Stlsports asked the university president if he was aware that 'bleeding blue' is not a literal term, but instead a euphamism for team loyalty, to which he responded, "No." He went on to note that had someone mentioned that to him years ago, millions might not have been wasted on this project.
When asked why researchers at one of the top medical universities in the country would waste their time on something so stupid as this study, Roscoe Johnson responded, "The federal government gives out so much money each year, you see. If you don't use it all in one year, then you get less the next year. So in a few years we might really need all of that cash, so we have to find ways to use it when we don't need it. It really is quite simple. For example, I am planning for next year a study on how many gallons of pickle brine an average person should consume in a week. Really, this is fascinating stuff, and the public should thank us for helping enlighten them. In fact, where is my damned Nobel prize?"
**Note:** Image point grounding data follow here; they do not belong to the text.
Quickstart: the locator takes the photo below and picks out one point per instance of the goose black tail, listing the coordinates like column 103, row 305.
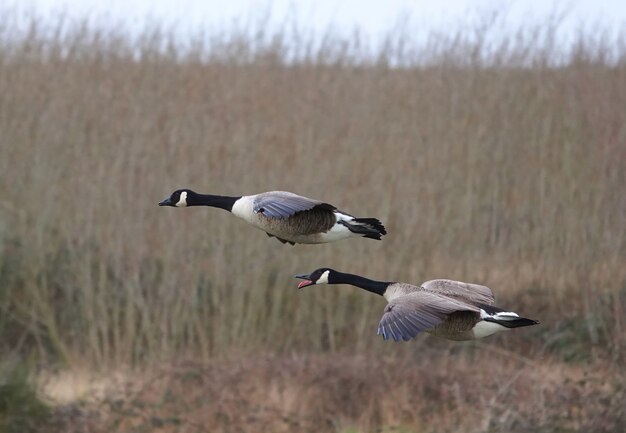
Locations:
column 368, row 227
column 513, row 322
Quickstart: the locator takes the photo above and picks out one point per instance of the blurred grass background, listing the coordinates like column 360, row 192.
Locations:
column 495, row 163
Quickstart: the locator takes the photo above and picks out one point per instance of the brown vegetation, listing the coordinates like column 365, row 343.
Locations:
column 493, row 165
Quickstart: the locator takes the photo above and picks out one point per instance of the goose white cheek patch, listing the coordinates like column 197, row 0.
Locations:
column 182, row 201
column 323, row 279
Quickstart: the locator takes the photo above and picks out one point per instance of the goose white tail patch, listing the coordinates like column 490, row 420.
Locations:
column 484, row 329
column 182, row 201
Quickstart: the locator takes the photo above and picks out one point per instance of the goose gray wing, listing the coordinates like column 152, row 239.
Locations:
column 468, row 292
column 282, row 204
column 408, row 315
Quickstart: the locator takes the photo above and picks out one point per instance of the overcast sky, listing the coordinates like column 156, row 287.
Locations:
column 371, row 17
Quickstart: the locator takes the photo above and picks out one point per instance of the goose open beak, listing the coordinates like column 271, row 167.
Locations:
column 306, row 281
column 166, row 202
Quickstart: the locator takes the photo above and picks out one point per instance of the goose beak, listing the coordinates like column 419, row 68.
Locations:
column 166, row 202
column 306, row 281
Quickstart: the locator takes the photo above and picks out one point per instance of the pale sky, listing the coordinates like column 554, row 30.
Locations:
column 371, row 17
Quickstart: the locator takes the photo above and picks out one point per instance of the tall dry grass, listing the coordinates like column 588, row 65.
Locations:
column 487, row 163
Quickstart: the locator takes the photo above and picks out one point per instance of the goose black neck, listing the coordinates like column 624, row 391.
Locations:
column 220, row 201
column 378, row 287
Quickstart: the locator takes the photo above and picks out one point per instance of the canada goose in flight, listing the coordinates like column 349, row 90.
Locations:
column 445, row 308
column 289, row 217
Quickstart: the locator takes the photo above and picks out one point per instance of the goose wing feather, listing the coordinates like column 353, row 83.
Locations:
column 282, row 204
column 467, row 292
column 408, row 315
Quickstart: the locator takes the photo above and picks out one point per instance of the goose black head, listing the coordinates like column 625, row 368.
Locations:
column 318, row 276
column 179, row 198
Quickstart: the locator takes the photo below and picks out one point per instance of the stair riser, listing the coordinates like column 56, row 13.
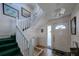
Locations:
column 7, row 47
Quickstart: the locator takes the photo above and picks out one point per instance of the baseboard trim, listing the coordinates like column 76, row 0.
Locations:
column 61, row 53
column 4, row 36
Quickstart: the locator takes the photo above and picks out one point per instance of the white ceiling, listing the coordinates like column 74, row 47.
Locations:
column 49, row 8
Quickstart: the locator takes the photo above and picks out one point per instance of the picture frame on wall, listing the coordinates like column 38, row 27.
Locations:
column 73, row 26
column 10, row 11
column 25, row 13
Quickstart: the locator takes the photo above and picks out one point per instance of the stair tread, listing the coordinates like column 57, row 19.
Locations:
column 9, row 44
column 6, row 39
column 8, row 51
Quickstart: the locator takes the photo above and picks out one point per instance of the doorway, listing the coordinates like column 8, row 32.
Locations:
column 49, row 36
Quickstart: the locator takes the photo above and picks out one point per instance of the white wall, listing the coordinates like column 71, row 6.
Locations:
column 75, row 37
column 7, row 23
column 66, row 42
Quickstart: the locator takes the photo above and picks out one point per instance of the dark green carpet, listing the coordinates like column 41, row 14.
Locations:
column 9, row 47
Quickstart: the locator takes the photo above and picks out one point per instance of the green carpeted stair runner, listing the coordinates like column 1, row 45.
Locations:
column 9, row 47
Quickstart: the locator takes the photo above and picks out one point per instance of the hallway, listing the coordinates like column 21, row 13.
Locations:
column 40, row 29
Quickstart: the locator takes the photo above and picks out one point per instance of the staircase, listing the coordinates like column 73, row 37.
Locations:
column 9, row 47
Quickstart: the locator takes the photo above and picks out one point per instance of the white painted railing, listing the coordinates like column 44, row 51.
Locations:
column 29, row 46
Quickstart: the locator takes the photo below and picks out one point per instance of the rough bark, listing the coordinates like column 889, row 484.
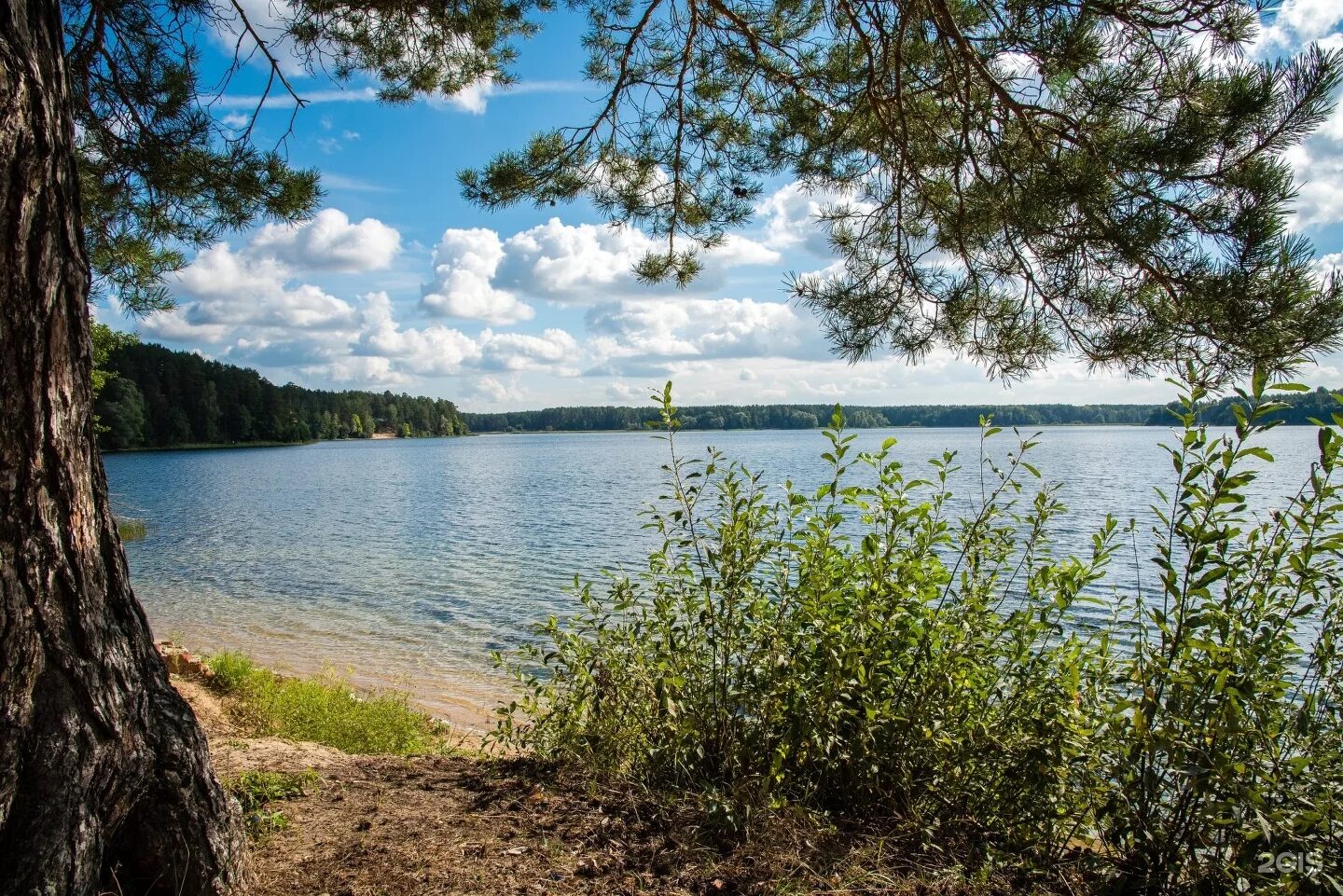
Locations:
column 105, row 778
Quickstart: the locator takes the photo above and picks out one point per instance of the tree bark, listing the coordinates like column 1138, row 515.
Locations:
column 105, row 777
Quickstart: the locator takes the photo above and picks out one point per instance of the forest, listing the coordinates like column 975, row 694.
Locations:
column 809, row 417
column 153, row 396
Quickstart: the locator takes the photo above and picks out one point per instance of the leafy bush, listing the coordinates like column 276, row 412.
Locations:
column 865, row 652
column 132, row 530
column 325, row 710
column 256, row 790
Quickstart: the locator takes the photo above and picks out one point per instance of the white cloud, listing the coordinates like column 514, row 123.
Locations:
column 494, row 391
column 588, row 264
column 329, row 242
column 1300, row 21
column 643, row 335
column 228, row 289
column 430, row 351
column 570, row 262
column 359, row 371
column 790, row 219
column 552, row 350
column 475, row 97
column 464, row 264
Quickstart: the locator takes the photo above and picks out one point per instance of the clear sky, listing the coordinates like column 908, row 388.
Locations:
column 400, row 283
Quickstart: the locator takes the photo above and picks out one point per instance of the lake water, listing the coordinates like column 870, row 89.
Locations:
column 408, row 560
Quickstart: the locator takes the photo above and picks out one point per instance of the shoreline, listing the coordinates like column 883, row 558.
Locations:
column 467, row 706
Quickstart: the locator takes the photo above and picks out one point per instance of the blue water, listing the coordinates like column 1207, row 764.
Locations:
column 408, row 560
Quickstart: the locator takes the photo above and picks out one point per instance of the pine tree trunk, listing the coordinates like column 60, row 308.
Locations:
column 105, row 778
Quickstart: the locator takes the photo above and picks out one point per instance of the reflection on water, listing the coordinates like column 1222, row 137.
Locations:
column 409, row 560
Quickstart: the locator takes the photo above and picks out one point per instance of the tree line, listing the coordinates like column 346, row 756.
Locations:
column 155, row 396
column 808, row 417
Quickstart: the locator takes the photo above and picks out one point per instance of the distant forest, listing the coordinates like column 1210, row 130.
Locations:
column 808, row 417
column 1304, row 406
column 159, row 398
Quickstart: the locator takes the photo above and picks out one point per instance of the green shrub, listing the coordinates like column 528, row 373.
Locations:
column 865, row 652
column 131, row 530
column 325, row 710
column 256, row 790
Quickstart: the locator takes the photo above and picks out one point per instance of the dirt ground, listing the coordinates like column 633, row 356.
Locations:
column 391, row 826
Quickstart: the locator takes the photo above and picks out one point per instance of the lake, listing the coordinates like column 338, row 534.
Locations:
column 408, row 560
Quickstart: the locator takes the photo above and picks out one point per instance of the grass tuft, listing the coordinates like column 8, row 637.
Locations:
column 131, row 530
column 326, row 710
column 256, row 790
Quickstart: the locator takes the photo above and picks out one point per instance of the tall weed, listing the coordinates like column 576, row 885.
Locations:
column 864, row 651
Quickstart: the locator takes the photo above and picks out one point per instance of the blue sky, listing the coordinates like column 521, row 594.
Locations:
column 399, row 283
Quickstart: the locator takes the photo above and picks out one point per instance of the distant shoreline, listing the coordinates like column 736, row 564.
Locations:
column 204, row 447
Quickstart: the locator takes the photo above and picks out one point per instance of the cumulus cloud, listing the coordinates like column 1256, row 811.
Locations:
column 571, row 262
column 790, row 219
column 1299, row 21
column 429, row 351
column 464, row 264
column 228, row 290
column 329, row 242
column 631, row 335
column 479, row 276
column 554, row 348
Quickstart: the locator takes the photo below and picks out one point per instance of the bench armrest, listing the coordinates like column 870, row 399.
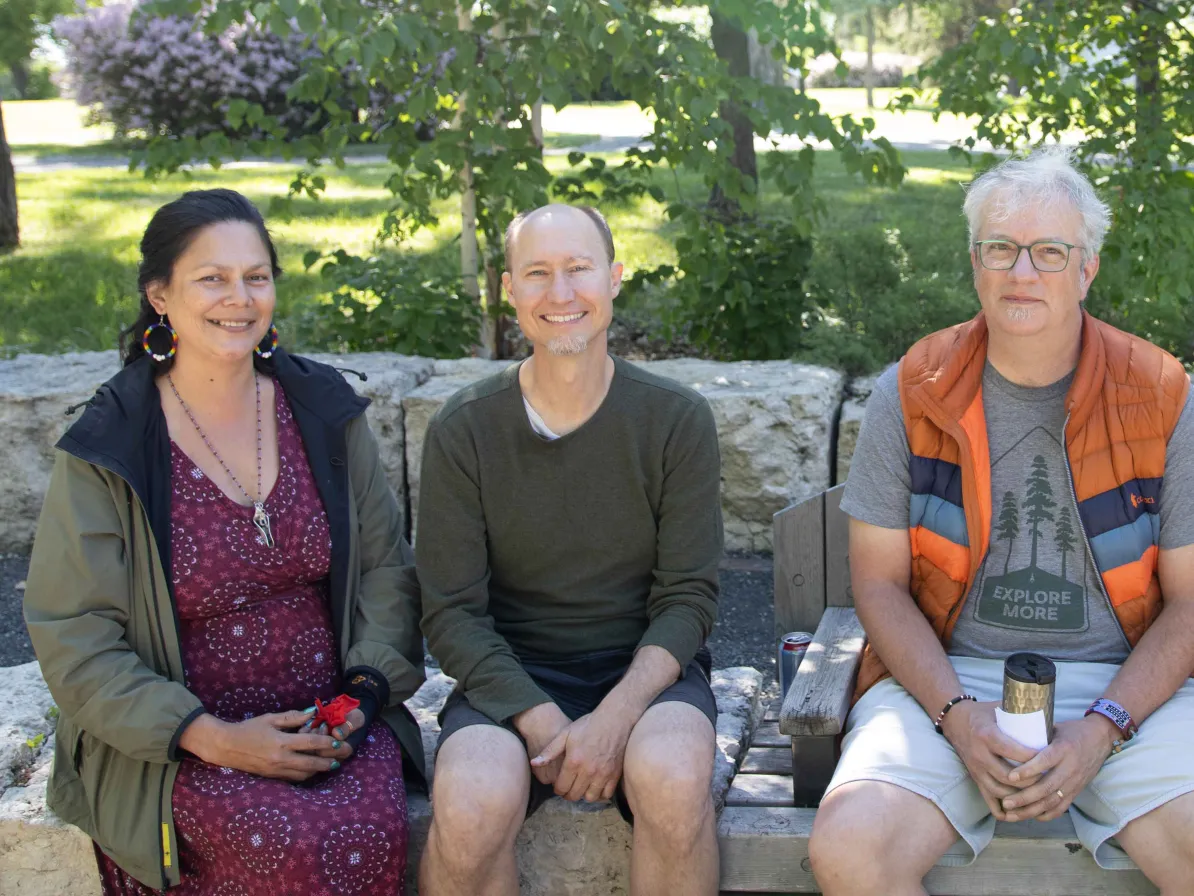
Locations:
column 819, row 698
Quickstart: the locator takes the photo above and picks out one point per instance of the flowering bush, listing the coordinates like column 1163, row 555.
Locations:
column 165, row 77
column 888, row 71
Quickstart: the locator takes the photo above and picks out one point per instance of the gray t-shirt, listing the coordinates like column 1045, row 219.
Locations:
column 1038, row 588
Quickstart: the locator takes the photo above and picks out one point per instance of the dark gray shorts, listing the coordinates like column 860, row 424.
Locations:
column 577, row 685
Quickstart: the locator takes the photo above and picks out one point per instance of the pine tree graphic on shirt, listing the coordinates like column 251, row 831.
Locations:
column 1033, row 593
column 1009, row 525
column 1063, row 533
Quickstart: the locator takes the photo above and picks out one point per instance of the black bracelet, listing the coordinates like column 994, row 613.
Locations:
column 952, row 704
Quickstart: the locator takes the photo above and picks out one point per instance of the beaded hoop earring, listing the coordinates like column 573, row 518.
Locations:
column 271, row 338
column 173, row 339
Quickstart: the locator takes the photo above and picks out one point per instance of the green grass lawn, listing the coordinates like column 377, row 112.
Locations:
column 72, row 284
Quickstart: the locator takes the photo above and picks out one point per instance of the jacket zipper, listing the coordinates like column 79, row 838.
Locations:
column 164, row 840
column 1082, row 528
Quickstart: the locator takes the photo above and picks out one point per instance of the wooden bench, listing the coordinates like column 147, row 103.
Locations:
column 771, row 802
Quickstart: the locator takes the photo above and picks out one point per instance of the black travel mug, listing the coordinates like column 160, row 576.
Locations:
column 1028, row 683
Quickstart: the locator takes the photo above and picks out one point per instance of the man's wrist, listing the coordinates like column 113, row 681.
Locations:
column 529, row 717
column 1107, row 729
column 621, row 706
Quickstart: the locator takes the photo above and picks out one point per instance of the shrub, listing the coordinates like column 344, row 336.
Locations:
column 165, row 77
column 41, row 84
column 872, row 302
column 389, row 304
column 742, row 295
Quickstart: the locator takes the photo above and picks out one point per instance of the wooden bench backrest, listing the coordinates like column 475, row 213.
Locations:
column 812, row 569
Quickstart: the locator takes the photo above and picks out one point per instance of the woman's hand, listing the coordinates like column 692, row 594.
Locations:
column 339, row 749
column 263, row 746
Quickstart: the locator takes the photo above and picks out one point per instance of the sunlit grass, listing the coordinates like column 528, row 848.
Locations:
column 72, row 284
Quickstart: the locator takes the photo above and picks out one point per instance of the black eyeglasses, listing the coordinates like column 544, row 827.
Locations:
column 1047, row 256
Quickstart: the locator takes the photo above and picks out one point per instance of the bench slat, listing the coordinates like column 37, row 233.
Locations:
column 767, row 851
column 768, row 735
column 759, row 790
column 767, row 760
column 819, row 698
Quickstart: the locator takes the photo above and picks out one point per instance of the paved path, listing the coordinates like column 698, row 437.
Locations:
column 610, row 129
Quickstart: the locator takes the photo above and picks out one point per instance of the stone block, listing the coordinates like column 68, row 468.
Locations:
column 774, row 424
column 25, row 719
column 857, row 393
column 39, row 854
column 35, row 393
column 420, row 406
column 389, row 378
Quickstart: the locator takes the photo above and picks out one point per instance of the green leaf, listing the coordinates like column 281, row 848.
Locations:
column 309, row 19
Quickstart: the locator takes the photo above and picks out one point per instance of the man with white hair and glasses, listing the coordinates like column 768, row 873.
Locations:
column 1022, row 482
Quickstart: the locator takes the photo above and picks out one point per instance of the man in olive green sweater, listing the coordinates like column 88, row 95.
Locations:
column 568, row 538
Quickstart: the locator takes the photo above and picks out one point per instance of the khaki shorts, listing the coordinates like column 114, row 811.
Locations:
column 891, row 738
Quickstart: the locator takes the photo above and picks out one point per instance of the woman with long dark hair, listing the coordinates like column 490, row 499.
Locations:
column 221, row 597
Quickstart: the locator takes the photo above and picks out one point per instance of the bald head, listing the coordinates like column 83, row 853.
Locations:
column 548, row 216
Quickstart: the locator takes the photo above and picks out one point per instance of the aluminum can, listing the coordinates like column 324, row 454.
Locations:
column 792, row 650
column 1028, row 683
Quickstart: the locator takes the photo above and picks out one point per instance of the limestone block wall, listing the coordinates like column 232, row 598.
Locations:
column 37, row 390
column 775, row 427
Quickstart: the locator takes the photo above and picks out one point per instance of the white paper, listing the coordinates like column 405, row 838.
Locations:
column 1027, row 728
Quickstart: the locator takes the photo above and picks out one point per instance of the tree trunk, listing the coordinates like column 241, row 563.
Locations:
column 869, row 74
column 1150, row 31
column 20, row 78
column 468, row 246
column 10, row 233
column 536, row 123
column 732, row 45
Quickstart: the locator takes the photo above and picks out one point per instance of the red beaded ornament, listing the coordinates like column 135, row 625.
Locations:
column 336, row 712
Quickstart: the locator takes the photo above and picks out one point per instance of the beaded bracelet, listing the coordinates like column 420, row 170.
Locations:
column 952, row 704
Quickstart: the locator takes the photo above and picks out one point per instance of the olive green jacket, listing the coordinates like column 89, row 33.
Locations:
column 103, row 621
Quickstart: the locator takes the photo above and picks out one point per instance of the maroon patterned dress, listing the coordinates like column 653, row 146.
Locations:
column 257, row 637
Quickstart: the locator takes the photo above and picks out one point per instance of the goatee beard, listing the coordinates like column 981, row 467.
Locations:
column 565, row 345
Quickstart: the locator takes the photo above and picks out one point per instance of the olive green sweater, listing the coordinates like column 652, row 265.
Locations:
column 605, row 538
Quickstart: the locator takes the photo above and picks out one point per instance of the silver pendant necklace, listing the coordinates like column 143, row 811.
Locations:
column 260, row 519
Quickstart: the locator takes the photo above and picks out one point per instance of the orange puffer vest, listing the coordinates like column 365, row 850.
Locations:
column 1120, row 411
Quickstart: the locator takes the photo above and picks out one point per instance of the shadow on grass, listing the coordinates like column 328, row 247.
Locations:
column 65, row 301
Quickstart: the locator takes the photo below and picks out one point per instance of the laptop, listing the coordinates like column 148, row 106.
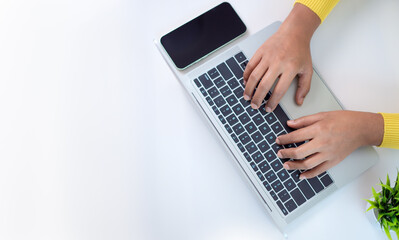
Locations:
column 215, row 86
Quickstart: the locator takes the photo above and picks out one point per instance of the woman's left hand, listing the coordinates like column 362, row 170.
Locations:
column 332, row 136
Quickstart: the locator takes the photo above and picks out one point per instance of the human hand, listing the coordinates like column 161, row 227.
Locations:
column 332, row 137
column 284, row 55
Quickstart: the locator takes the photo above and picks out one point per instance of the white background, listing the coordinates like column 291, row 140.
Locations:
column 99, row 141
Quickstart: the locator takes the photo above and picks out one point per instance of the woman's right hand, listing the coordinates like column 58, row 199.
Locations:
column 283, row 56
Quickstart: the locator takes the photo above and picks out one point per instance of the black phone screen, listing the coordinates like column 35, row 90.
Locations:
column 203, row 35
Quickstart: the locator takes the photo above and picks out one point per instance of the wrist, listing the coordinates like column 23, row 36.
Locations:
column 301, row 23
column 373, row 129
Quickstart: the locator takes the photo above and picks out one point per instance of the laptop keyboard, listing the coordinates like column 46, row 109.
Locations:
column 254, row 132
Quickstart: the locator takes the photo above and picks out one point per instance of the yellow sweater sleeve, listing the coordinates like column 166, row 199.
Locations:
column 321, row 7
column 391, row 130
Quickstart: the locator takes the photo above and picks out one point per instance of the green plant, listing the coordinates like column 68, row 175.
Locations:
column 386, row 205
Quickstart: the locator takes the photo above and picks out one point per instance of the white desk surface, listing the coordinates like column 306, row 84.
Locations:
column 99, row 141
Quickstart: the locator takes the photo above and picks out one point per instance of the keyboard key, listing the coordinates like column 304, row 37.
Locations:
column 271, row 138
column 203, row 91
column 228, row 128
column 232, row 100
column 290, row 205
column 238, row 109
column 226, row 73
column 244, row 65
column 270, row 156
column 197, row 83
column 251, row 111
column 241, row 147
column 244, row 118
column 257, row 157
column 238, row 129
column 283, row 175
column 209, row 100
column 282, row 208
column 316, row 184
column 267, row 186
column 264, row 166
column 306, row 189
column 225, row 110
column 295, row 175
column 244, row 102
column 251, row 148
column 264, row 129
column 277, row 186
column 258, row 119
column 260, row 176
column 213, row 73
column 219, row 101
column 248, row 157
column 280, row 114
column 216, row 110
column 284, row 196
column 240, row 57
column 257, row 137
column 276, row 127
column 276, row 165
column 221, row 119
column 326, row 180
column 254, row 167
column 235, row 68
column 263, row 146
column 244, row 138
column 239, row 92
column 298, row 197
column 270, row 118
column 225, row 91
column 235, row 138
column 276, row 147
column 250, row 127
column 213, row 92
column 205, row 81
column 219, row 82
column 290, row 145
column 274, row 195
column 233, row 83
column 289, row 184
column 270, row 176
column 232, row 119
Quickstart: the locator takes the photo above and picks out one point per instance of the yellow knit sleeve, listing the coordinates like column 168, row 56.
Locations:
column 321, row 7
column 391, row 130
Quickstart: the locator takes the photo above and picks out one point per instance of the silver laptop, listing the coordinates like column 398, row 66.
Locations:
column 215, row 86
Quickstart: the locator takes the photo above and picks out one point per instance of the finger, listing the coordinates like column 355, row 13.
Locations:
column 300, row 152
column 264, row 86
column 316, row 171
column 296, row 136
column 254, row 78
column 280, row 89
column 305, row 121
column 253, row 62
column 304, row 82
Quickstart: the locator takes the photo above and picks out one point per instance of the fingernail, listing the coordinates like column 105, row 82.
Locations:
column 286, row 166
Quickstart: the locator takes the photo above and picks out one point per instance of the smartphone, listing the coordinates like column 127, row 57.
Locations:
column 203, row 35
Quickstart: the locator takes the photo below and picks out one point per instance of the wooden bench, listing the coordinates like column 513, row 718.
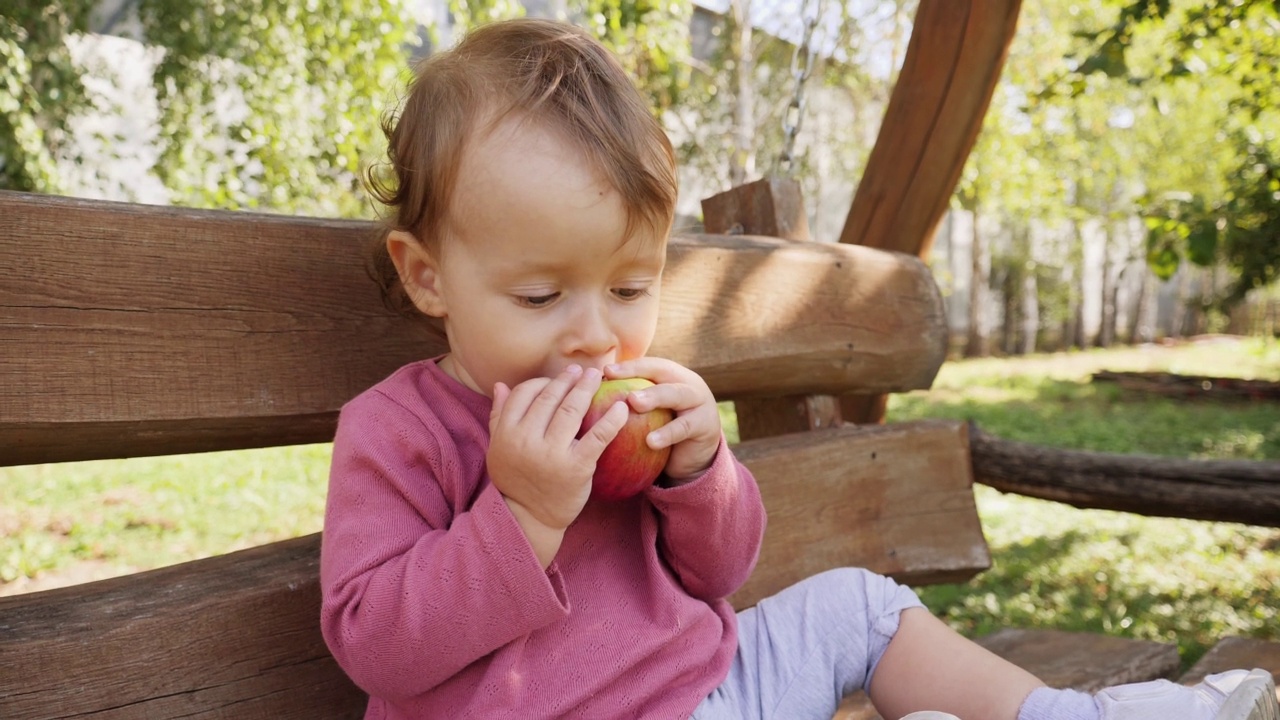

Pressed further, Johnson commented that "bleeding blue, even in the team loyalty metaphorical sense, is also not that healthy." Apparently studies have shown that Blues fans are more likely to binge drink, typically around the end of the first round of the NHL playoffs. Statistics also show that bridge jumper numbers tend to increase around that time, as well as pornographic video sales. "You see, being a Blues fan is just not good for you. As an alternative, I suggest watching the WNBA, where fundamentals and teamwork are emphasised. In fact, I have theorized that watching the WNBA might well be shown to cure cancer, if done while sitting on a microwave. I plan to conduct a lengthy and costly study on the subject through Washington University, starting this fall."